You’re leaving out the large letters to spell out your name.
Yeah. Oh, how could I forget? What a great one, because if anyone was confused about who they’re seeing, there are big block letters with your name. You come out with that swoop shot. Why I want to direct specials… and that’s why I co-directed this one. Because I personally, like you, have a lot of pet peeves about stand-up specials, the block letters being one of them. The unnecessary jib shots that don’t match the performer’s pace, energy, and material.
I want to direct specials because I think the crutch is sometimes comedians want to just be rock stars in their special. So they shoot it like a concert and it’s not conducive to every performer. Nate Bargatze shouldn’t be shot with drone shots and smoke machines and big black letters. But someone like Kevin Hart should be. So it’s just about tailoring angles, lenses, and set and tone to each performer and making standup a more visual medium because that is what it has evolved into. Stand-up, outside of my show, is relatively cheap to produce. So it’s become more and more visual. But a lot of us comedians, we have not kept up with the pace. We just focus on the material because that’s all we’ve ever had to do. And you got to look at the way you watch standup. For me, I’m the demo for standup. I love it. I do it. I have a vested interest. And even when I’m watching a special I really care about, I’m still loading the dishwasher. I’m on my phone, texting. There’s no reason to really look.
I agree. It’s an art form that is stuck in neutral visually. Not just visually, topically too. I like Aziz’s comedy, but I’ve seen the fucking special where somebody walks down the stairs of the Comedy Cellar, “and this is where I got started” and then they sit on the stool.
It’s called Louis on FX. Yeah. It’s called every episode of Louis. Yeah.
I’ve seen that thing before. And why would you use the same delivery system?

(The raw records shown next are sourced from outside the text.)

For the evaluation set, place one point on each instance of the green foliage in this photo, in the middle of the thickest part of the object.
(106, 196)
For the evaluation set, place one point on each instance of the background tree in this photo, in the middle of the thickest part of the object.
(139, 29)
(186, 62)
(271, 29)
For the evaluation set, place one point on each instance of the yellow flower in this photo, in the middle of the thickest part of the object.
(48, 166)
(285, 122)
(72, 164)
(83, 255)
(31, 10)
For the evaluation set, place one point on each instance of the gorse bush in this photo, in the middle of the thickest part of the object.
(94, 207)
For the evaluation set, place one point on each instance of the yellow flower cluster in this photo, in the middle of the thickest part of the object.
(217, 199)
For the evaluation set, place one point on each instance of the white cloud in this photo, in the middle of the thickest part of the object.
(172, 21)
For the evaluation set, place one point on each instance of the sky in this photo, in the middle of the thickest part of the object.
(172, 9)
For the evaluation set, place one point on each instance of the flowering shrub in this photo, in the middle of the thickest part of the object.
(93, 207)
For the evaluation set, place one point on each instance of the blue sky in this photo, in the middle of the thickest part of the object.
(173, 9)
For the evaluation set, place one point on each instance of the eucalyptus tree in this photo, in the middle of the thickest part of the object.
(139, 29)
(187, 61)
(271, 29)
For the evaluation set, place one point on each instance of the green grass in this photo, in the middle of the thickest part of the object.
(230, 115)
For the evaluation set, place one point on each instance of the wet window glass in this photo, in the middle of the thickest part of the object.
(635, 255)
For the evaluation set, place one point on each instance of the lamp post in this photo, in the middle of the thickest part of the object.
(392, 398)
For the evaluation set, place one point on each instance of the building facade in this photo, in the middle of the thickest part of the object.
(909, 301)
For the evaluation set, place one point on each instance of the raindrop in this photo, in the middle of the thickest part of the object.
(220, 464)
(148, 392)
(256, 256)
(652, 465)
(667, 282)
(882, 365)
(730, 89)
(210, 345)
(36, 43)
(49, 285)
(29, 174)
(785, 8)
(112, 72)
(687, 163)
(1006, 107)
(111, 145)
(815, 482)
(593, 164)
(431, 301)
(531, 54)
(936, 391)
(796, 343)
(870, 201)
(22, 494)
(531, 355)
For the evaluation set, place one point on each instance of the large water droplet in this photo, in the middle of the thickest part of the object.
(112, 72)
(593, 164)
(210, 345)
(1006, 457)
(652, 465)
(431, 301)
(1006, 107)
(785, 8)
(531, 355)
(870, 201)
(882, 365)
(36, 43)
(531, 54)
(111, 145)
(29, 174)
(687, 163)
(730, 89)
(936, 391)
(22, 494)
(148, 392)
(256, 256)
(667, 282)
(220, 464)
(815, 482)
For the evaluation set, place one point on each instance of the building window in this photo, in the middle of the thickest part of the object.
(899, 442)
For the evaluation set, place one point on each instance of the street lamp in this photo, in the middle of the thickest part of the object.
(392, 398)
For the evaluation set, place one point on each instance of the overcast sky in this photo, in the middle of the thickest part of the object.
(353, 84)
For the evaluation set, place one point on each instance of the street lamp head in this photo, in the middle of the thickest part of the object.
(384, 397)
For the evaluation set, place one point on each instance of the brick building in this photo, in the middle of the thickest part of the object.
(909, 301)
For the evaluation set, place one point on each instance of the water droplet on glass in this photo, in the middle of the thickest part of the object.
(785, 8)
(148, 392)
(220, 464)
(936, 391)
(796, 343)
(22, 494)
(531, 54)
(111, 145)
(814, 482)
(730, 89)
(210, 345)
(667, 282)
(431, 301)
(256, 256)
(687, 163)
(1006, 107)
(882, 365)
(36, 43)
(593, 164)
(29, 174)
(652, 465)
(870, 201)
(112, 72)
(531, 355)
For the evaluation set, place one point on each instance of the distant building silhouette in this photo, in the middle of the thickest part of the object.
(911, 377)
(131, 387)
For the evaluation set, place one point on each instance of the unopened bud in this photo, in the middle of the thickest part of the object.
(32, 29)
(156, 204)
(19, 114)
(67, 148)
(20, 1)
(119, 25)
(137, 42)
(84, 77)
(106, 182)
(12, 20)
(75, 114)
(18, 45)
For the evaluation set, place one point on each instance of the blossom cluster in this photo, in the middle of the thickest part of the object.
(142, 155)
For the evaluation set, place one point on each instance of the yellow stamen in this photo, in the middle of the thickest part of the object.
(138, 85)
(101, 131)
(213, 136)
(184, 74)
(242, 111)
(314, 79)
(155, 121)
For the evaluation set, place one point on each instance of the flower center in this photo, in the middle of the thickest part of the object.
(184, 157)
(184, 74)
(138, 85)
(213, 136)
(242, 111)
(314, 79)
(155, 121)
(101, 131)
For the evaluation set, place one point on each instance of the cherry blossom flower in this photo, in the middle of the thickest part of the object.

Even something like the apology special is now a trope because there’s so much standup where you have to be on the stool because you’re so sorry. The fact that you and I both know what big block letters were means that this is something that’s been drilled into us and done over and over again. Now, the complicated thing is that’s authentic to Aziz and I’m sure a lot of people like that. And a lot of people like the big block letters, but I think if you’re a newer comedian, to cut through any noise, you have to do something different. They’re very fortunate because they’re talented and they have multiple specials that are great that people love. As you get later in your career, you can do things that are considered tropes or that have been done before. But if you’re trying to break through, if you’re no one, like I am, then you got to figure out your own lane because you’re never going to pass those other guys.
Was that difficult to get that level of artistic control and budget?
Yes, it’s been difficult at every single step and at things that you’d think wouldn’t be a fight were a fight. Not with HBO. It’s just the people that you hire and work with are used to doing the set it and forget it specials. So this is why I stepped up, because I was asking for a lot. So if you are going to ask for a lot, you better be prepared to do a lot. So me helping build the actual set, physically painting things, driving around the streets of LA and picking up garbage [to construct the set]… In After Effects, editing ink and water. These are things I did, not because I’m this auteur that needs to control every step. It’s just we didn’t have the money to hire someone to do that. And we didn’t have people that are trained to do that. So we all just learned, and thank God a lot of people from Team Coco [the special is produced by Conan O’Brien’s company] just came down and volunteered their time to help me out. Our production company was great, even helping me find someone to edit it with because I did the initial first pass. I’ve been in every single step of this and I can’t wait till I’m successful enough where I don’t have to be. [Laughs]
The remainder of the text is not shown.